On May 19, 2017, Ka-Spel released a four-track studio album called High on Station Yellow Moon that features Palmer on three of the tracks.

==Critical reception==

The album received a score of 60/100 based on reviews from nine critics, indicating "mixed or average reviews", making it Palmer's lowest rated album on the site. AllMusic summarized the album with "At best, I Can Spin a Rainbow feels like the work of two talented artists savoring a long weekend of boundless creativity together, but from an outsider's perspective, the results are a bit too impenetrable to contextualize without having been in the room to witness its genesis." Marc Hirsh's review for the Boston Globe echoed the inaccessibility of the album, saying "Every album she's ever had a hand in is, in one way or another, about creating a community.

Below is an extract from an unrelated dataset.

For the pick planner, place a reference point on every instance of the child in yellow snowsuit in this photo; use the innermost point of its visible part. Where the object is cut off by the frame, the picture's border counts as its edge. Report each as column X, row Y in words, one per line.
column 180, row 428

I Can Spin a Rainbow may be the first that goes about it by shutting people out instead of bringing them in." The A.V. Club called the album "tuneless" and "just about as 'for the fans' as it gets." Andrew Dorsett of PopMatters deemed the album "insufferable" and that it "sounds like an inside joke, an indulgence on a whim that few others share or can access."

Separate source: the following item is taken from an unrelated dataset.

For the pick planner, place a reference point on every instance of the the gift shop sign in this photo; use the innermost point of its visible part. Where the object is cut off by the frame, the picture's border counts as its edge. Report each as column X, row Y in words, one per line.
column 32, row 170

In contrast, Nina Keen of Drowned in Sound praised the album, saying "Each song tells its own story so intensely and so completely, like 11 musical horror novellas, that listening to any of them individually produces an experience more like that of listening to a shortish, intense, masterpiece-like album, especially as the songs often have a few different musical sections and ideas."

Professional ratings
Aggregate scores
| Source | Rating |
| Metacritic | 60/100 |
Review scores
| Source | Rating |
| AllMusic | Star Half star |
| The A.V. Club | C− |
| The Boston Globe | 7/10 |
| Drowned in Sound | 9/10 |
| PopMatters | C− |

==Track listing==
All songs written by Palmer and Ka-Spel

| No. | Title | Length |
|---|---|---|
| 1. | "Pulp Fiction" | 6:04 |
| 2. | "Shahla's Missing Page" | 5:08 |
| 3. | "The Shock of Kontakt" | 7:14 |
| 4. | "Beyond the Beach" | 2:50 |
| 5. | "The Clock at the Back of the Cage" | 4:51 |
| 6. | "The Changing Room" | 4:01 |
| 7. | "The Jack of Hands" | 3:52 |
| 8. | "Prithee/Liquidation Day" | 9:39 |
| 9. | "Rainbow's End" | 7:10 |
| Total length: |  | 50:49 |

Bandcamp and vinyl versions
| No. | Title | Length |
|---|---|---|
| 10. | "Subway" | 8:24 |
| 11. | "The Sun Still Shines" | 4:40 |
| Total length: |  | 63:53 |

==Personnel==
- Recorded at Hideaway Studio and Chez Dots, London in Summer 2016.
- Mastered by Ray Steeg and Peter Van Vliet
- Vocals and instruments: Amanda Palmer and Edward Ka-Spel
- Violins: Patrick Q. Wright
- Singing saw: Alexis Michallek
- Artwork: Judith Clute

==The Hands EP==
Along with the album, Palmer released a two-track extended play called The Hands EP exclusively on 7-inch vinyl and limited to 1,111 copies exclusively available to her supporters on Patreon. The EP contains two songs that were not included on the album I Can Spin a Rainbow.

| No. | Title | Length |
|---|---|---|
| 1. | "The Jack of Hands" | 3:53 |
| 2. | "Beautiful Plastik/The Mall" | 5:44 |

==Live album==
An over two hour long live album of the duo's concert in Vienna, Austria on June 16, 2017, alongside violinist Peter Q. Wright was released on SoundCloud on June 29, 2017.